May 11, 2015

Nial Fergusson, do not blame Keynes, Keynesian economists do not give Keynesian policies a fair chance to work.

Sir, Niall Ferguson holds that Keynesians have lots of egg on their face after the elections in the UK where the conservatives won, by a lot “Labour should blame Keynes for their election defeat” May 11.

Indeed they should have, but the reason for it has little to do with what Ferguson thinks or wants to imply.

No Keynesian policy on earth, could deliver real positive and sustainable results, when bank regulations impede the liquidity their spending policies generate, to reach those who could make the most of it.

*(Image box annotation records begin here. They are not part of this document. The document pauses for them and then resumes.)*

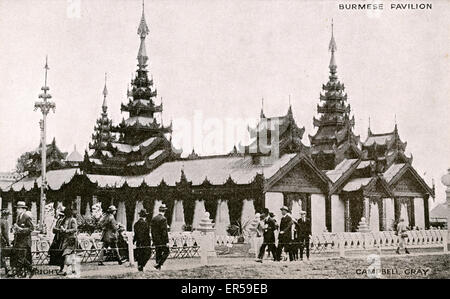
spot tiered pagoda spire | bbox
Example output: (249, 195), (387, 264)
(89, 73), (115, 159)
(309, 23), (360, 169)
(83, 3), (181, 175)
(113, 3), (172, 145)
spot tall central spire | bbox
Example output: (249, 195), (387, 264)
(102, 73), (108, 113)
(328, 19), (337, 74)
(309, 20), (360, 169)
(137, 0), (150, 68)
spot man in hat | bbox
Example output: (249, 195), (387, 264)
(98, 205), (122, 266)
(277, 206), (294, 261)
(133, 209), (151, 271)
(395, 218), (409, 254)
(13, 201), (34, 276)
(49, 206), (65, 274)
(151, 204), (169, 270)
(297, 211), (311, 261)
(0, 209), (11, 275)
(256, 208), (277, 263)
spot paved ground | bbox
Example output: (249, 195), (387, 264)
(22, 252), (450, 279)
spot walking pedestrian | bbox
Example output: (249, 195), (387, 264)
(297, 211), (311, 261)
(396, 218), (409, 254)
(256, 208), (277, 263)
(98, 205), (122, 266)
(277, 206), (293, 261)
(48, 207), (65, 274)
(289, 214), (299, 261)
(13, 201), (34, 277)
(0, 209), (11, 276)
(133, 209), (151, 271)
(151, 204), (170, 270)
(59, 208), (78, 275)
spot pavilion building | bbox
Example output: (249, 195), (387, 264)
(0, 7), (434, 234)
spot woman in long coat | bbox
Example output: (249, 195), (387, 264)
(60, 208), (78, 275)
(133, 209), (151, 271)
(49, 207), (64, 274)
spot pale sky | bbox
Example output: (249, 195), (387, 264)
(0, 0), (450, 205)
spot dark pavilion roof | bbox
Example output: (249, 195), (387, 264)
(239, 106), (308, 155)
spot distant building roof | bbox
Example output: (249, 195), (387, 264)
(383, 163), (405, 183)
(66, 146), (83, 162)
(430, 203), (448, 218)
(2, 154), (297, 192)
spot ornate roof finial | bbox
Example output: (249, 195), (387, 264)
(137, 0), (150, 68)
(138, 0), (150, 38)
(102, 73), (108, 113)
(287, 95), (293, 117)
(44, 55), (50, 87)
(259, 97), (266, 118)
(328, 19), (337, 71)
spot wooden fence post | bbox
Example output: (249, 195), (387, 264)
(126, 232), (134, 267)
(442, 230), (448, 253)
(339, 238), (345, 258)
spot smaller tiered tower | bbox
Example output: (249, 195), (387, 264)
(309, 23), (361, 170)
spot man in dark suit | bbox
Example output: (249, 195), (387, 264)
(277, 206), (294, 261)
(13, 201), (34, 276)
(98, 206), (122, 266)
(133, 209), (151, 271)
(297, 211), (311, 260)
(151, 204), (169, 270)
(256, 208), (277, 263)
(0, 210), (11, 275)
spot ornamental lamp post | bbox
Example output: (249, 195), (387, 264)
(441, 168), (450, 251)
(34, 57), (56, 233)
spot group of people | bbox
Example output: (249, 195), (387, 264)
(95, 204), (170, 271)
(0, 201), (170, 277)
(0, 201), (34, 276)
(256, 206), (311, 263)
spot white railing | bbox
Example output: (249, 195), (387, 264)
(310, 230), (447, 251)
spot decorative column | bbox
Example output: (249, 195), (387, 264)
(198, 212), (216, 265)
(132, 200), (143, 230)
(8, 203), (13, 227)
(34, 57), (56, 232)
(215, 199), (230, 236)
(192, 199), (206, 230)
(368, 198), (380, 232)
(75, 196), (81, 215)
(117, 200), (127, 227)
(344, 197), (352, 232)
(170, 199), (184, 232)
(31, 201), (38, 224)
(362, 197), (370, 221)
(378, 198), (386, 231)
(153, 199), (162, 217)
(84, 201), (91, 218)
(291, 197), (301, 219)
(440, 168), (450, 250)
(241, 199), (255, 224)
(330, 194), (346, 233)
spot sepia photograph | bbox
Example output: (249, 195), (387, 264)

In 1988 with the Basel Accord, sort of when everyone was busy attacking the Washington Consensus for its private sector bias, the regulators (for ideological reasons), for purposes of defining the equity banks had to hold against assets, decided that the risk weight of the infallible sovereign was to be zero percent, while the risk weight for lending to the fallible citizen was to be 100%.

With that the regulators privileged government bureaucrats’ access to bank credit over the others in the markets.

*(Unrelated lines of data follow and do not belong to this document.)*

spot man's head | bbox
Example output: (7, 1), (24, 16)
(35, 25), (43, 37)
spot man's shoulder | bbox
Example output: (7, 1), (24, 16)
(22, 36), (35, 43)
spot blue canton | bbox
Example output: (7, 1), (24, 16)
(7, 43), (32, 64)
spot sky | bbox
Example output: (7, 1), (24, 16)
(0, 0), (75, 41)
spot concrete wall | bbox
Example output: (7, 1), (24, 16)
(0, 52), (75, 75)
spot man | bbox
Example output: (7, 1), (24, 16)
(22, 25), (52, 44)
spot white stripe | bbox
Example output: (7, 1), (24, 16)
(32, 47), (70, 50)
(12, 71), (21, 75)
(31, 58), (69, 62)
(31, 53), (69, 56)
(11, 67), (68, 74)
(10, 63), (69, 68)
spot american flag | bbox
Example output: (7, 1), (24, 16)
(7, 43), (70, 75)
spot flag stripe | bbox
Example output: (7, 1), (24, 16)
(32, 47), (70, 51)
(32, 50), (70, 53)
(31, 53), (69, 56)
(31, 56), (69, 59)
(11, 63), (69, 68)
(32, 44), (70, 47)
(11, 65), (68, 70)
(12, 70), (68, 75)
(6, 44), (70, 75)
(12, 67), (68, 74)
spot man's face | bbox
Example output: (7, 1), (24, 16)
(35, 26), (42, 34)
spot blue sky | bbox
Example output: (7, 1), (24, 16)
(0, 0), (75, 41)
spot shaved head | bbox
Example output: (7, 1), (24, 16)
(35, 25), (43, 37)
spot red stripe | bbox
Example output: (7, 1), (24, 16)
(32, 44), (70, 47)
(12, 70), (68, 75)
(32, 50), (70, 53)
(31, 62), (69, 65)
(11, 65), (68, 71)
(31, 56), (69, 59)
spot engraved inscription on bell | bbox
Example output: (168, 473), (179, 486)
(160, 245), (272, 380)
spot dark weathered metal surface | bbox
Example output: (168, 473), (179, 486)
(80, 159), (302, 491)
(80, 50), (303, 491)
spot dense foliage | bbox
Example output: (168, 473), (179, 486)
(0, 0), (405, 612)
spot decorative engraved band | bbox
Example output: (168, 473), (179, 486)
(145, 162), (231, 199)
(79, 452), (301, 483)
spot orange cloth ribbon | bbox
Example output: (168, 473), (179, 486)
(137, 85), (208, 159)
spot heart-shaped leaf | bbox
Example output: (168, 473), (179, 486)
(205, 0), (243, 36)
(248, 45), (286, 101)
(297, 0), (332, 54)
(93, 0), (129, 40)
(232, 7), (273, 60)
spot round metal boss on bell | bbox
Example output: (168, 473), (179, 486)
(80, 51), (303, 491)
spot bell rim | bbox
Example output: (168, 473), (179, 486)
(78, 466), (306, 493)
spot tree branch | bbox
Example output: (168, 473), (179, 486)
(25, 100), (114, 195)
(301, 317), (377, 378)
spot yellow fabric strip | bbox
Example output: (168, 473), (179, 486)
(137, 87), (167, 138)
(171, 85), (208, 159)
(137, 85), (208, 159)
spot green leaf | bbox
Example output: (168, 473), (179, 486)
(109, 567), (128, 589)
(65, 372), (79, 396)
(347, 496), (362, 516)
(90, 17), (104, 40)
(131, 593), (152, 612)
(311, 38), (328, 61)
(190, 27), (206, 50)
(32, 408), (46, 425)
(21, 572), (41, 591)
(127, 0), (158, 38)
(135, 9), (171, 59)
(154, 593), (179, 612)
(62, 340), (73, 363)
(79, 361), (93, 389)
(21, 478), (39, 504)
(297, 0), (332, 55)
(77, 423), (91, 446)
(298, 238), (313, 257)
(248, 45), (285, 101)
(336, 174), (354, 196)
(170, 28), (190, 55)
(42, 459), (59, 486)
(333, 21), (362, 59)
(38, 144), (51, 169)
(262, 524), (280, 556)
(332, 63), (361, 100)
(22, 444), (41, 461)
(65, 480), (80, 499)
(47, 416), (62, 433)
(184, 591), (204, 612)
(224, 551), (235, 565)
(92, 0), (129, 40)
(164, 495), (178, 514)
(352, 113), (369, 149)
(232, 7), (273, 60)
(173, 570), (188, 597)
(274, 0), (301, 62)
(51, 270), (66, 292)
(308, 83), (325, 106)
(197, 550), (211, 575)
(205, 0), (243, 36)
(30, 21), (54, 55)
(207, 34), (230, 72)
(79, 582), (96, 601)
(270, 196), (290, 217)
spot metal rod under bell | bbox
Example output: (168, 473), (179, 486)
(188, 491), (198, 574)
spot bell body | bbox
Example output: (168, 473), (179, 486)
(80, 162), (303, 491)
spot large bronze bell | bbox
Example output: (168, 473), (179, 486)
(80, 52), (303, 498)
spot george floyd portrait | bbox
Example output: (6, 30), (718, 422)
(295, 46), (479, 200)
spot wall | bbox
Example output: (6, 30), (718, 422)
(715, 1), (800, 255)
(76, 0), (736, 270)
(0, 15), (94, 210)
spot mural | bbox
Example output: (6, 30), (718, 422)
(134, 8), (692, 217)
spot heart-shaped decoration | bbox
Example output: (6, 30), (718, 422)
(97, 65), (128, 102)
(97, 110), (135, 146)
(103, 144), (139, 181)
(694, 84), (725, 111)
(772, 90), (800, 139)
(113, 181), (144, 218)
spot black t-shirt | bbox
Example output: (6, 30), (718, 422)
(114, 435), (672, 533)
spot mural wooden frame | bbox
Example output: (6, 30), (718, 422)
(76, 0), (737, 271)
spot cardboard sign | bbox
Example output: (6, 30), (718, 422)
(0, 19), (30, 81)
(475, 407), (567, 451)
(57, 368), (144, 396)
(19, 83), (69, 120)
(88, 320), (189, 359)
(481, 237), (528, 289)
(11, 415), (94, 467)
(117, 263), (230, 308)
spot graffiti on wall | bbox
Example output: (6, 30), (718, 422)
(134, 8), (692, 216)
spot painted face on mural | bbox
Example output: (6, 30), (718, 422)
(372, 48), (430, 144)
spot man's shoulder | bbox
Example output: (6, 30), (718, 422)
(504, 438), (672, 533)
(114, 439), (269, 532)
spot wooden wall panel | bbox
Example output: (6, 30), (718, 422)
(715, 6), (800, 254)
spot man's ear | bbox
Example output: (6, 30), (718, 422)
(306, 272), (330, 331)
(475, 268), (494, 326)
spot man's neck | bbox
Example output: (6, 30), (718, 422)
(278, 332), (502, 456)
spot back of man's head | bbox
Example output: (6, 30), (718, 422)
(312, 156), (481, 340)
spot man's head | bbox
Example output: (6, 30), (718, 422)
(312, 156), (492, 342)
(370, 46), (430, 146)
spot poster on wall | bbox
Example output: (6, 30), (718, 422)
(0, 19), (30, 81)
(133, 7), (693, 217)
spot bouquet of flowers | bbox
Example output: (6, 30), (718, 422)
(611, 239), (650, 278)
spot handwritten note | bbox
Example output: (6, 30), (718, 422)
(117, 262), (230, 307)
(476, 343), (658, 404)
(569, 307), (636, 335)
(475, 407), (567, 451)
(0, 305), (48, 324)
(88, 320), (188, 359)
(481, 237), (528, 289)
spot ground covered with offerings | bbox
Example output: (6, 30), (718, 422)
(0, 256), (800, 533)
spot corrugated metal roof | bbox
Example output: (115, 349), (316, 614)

Later, in 2006, with Basel II, they “half mended” it, by stating that some AAArisktocrats were good enough to have a risk weight of only 20%.

And so then everyone met happily in Davos, where of course no lowly “risky” SMEs are invited.

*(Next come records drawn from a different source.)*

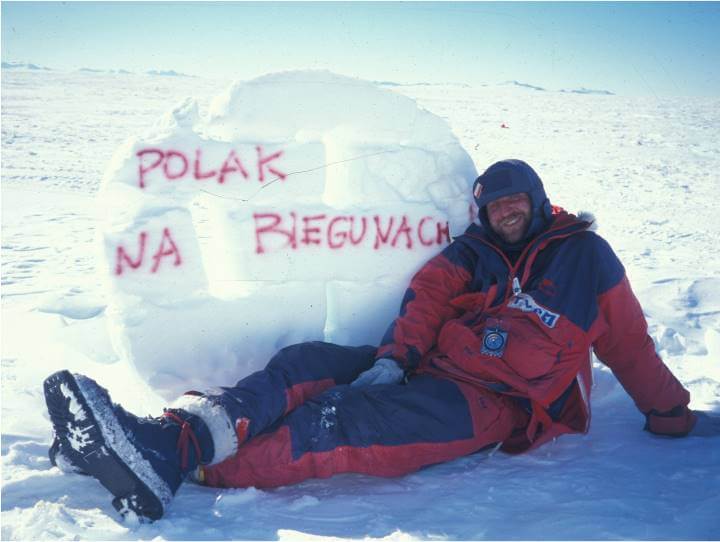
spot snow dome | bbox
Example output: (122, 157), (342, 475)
(99, 71), (476, 399)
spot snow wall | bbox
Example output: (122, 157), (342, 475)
(98, 71), (476, 399)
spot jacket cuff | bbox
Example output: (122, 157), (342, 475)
(645, 406), (697, 437)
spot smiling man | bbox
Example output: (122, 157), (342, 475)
(45, 160), (720, 519)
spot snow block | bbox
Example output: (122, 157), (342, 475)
(98, 71), (477, 399)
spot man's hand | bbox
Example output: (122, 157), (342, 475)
(350, 358), (405, 387)
(688, 410), (720, 437)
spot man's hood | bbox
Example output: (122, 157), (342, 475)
(473, 159), (552, 250)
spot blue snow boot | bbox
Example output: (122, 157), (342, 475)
(44, 371), (214, 520)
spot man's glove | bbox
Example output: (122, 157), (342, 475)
(688, 410), (720, 437)
(350, 358), (405, 387)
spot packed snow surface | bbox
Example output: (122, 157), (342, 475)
(1, 70), (720, 540)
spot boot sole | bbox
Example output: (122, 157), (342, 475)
(44, 371), (172, 520)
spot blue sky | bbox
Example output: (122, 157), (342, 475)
(2, 2), (720, 96)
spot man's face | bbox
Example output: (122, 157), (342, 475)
(486, 192), (532, 244)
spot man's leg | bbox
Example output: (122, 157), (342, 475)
(44, 343), (375, 519)
(173, 341), (376, 464)
(200, 375), (528, 487)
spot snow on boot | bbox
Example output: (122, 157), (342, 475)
(44, 371), (214, 520)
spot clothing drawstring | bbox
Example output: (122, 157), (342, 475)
(163, 410), (202, 471)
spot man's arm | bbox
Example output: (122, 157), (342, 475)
(593, 270), (696, 436)
(377, 241), (477, 370)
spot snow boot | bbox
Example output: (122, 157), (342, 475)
(44, 371), (214, 520)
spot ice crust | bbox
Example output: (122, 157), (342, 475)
(99, 71), (476, 399)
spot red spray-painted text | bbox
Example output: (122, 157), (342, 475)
(136, 145), (287, 189)
(253, 212), (450, 254)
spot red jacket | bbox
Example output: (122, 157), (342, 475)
(378, 209), (695, 451)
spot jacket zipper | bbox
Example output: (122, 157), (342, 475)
(468, 221), (587, 303)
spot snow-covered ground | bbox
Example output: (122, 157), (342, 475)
(2, 70), (720, 540)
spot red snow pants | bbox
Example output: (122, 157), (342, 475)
(199, 342), (529, 488)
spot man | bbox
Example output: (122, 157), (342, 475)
(45, 160), (720, 519)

And here we are with for instance Paul Krugman preaching us about inequality, but keeping mum on the fact that the risk-weighted equity requirements for banks, by killing the opportunities of the risky to access bank credit in fair terms, is a great inequality driver.

The real problem might be that many of current Keynesians want much more statist governments than Keynes ever considered, and so the zero percent risk weighting of sovereigns, attracts them too much… and so they do not want to even give Keynesianism a fair chance to work.

Of course, the free-market defendants who failed to see how distorted the allocation of bank credit has become; or who do not want to cross banker friends who just adore the concept of being able to leverage immensely what is ex ante perceived as safe, and therefore keep silence on all this, will also end up having egg on their faces. (You too Niall Ferguson?) 

PS. How can you give a zero credit risk weight to a debtor who, right in your face, is pursuing financial repression, inflation (just another kind of haircut)?